Liberals do not characterize the rich as evil, Leftists do. And the criticism isn’t so much that there is some innate immorality or sociopathy that all rich people share, it’s a characterization that hoarding wealth is effectively hoarding both power and depriving resources from people who need it (especially with forms of wealth that are not numbers in a bank account such as owning multiple homes when there are so many homeless people).

The thread of it is: it’s pretty easy to fix, give up your money (and this means direct it and a large portion of your income to other places, not just “buy/invest in more things”). Not all of it obviously, you can live comfortably! Nobody is going to bash you for being comfortable or providing for family, but IMO it’s a moral imperative to use wealth beyond what you need to be comfortable to help others. I realize this is thorny because people have different definitions of “comfortable” and for some people that may be a yacht, so yes, there is some prescription of what “comfortable” means (general it’s thought to be in terms of someone who can live without any real fear of a sudden financial emergency), but I feel it gets the gist across.

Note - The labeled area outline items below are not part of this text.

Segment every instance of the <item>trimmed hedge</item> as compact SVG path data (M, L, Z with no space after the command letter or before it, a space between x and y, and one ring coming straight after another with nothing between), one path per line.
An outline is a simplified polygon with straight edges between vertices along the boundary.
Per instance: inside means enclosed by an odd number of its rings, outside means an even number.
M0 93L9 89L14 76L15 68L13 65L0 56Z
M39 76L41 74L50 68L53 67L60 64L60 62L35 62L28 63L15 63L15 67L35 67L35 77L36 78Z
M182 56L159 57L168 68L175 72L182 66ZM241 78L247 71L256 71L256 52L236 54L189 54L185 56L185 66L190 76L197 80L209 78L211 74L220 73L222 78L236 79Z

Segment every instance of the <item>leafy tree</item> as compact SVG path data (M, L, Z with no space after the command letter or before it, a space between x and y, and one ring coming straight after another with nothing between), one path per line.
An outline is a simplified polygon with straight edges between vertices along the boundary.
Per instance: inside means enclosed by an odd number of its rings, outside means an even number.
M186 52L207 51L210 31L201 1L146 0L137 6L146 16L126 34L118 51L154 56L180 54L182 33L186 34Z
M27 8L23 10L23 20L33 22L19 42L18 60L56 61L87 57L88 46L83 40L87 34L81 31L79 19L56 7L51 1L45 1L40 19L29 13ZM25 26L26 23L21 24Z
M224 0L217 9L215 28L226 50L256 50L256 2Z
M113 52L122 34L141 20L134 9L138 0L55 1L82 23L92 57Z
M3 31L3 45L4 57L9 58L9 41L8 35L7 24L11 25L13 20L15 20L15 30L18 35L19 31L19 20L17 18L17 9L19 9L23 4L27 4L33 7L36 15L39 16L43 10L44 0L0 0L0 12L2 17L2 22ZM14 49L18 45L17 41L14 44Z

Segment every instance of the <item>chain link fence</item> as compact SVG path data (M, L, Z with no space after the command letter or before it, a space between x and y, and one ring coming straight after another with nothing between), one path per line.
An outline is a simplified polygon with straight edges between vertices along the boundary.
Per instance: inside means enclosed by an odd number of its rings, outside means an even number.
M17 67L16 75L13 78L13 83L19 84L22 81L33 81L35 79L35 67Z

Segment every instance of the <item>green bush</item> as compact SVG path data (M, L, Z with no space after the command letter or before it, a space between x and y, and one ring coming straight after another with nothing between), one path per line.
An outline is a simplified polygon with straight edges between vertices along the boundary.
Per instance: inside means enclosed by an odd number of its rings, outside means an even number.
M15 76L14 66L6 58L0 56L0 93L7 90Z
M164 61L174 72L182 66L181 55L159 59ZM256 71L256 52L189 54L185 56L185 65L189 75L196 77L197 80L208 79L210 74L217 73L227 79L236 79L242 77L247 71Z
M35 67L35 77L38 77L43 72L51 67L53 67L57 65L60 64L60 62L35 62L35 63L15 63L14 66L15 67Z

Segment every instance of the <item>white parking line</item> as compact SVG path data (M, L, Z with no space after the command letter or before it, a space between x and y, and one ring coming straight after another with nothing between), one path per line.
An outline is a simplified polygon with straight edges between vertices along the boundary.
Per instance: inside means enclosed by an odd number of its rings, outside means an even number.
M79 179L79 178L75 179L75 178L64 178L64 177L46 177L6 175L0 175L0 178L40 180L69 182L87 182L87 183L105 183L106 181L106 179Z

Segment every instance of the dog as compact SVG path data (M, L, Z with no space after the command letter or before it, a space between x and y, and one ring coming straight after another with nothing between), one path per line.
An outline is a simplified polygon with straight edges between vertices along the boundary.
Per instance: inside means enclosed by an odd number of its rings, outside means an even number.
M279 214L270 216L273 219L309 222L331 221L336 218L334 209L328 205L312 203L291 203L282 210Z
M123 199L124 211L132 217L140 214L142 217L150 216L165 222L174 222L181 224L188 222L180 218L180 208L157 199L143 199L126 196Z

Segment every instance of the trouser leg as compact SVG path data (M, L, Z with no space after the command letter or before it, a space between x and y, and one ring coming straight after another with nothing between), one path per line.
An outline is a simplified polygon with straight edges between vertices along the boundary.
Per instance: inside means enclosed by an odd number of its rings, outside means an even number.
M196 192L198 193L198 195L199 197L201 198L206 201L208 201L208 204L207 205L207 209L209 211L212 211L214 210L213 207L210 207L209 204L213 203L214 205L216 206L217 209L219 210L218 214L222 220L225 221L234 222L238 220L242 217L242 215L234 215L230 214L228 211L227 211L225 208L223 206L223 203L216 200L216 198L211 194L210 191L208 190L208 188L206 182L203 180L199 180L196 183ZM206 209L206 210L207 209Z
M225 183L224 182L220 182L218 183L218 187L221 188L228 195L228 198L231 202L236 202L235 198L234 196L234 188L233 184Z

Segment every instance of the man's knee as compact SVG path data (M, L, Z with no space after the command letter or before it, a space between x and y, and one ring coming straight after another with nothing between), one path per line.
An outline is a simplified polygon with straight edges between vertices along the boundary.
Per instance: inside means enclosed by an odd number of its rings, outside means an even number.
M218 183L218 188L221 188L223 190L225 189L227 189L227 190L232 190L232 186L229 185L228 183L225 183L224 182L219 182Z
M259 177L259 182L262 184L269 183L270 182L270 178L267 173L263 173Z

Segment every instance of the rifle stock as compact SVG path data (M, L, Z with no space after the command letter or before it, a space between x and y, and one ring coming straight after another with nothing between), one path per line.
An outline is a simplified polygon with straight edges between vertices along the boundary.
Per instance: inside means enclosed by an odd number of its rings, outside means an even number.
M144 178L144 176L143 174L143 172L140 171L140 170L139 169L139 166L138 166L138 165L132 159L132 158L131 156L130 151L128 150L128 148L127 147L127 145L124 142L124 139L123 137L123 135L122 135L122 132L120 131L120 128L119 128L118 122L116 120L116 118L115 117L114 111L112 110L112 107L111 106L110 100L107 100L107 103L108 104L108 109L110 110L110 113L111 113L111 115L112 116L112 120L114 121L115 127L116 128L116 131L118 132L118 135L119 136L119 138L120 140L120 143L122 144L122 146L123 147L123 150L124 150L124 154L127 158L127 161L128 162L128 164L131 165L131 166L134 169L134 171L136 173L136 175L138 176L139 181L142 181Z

Note that the likes of, e.g., Bill Gates do do some of this, giving a significant portion of wealth to good causes as more than just a tax writeoff, but in the end Gates is still hoarding a lot of wealth, and his charity foundation is, while well meaning, is more than a little colonialist. I don’t think he’s a bad person, nor do I think it’s bad his charity is sending the money where it does, but the way it grades communities and tries to shape them in a direction that the foundation deems as “correct” is in essence not much different from John Stuart Mill declaring the Indians should not be allowed to run India until the British teach them how to run it “properly”.

I know I will often refer to “the wealthy” as a kind of shorthand, but of course there is a difference between benign successful people and the kind of people who use their influence to ensure that Congress never acts or even speaks about climate change, force tax cuts for themselves regardless of what is best for the country, push laws that allow dangerous pollution at the public’s expense, push massive disinformation, and so on.

I get the feeling that there is a set of malevolent wealthy/corporations that manipulate and pervert the system for their own ends. That’s different from the guy with the successful internet startup who maybe has an extravagant wealthy life but doesn’t behave much like a public menace. When I make offhand comments about “the wealthy” though, that distinction probably doesn’t come through. Maybe I should start saying “malevolent wealthy” or something to be more clear.

And Septimus, Wrenching Spanners is averaging something like 9 posts a year. Give him more time to respond.

One possible expression: “dark-money donors.”

I’m thinking of Jane Mayer’s 2016 book Dark Money: The Hidden History of the Billionaires Behind the Rise of the Radical Right (an excellent read).

‘Dark-money donors’ would distinguish between the types of people you mention.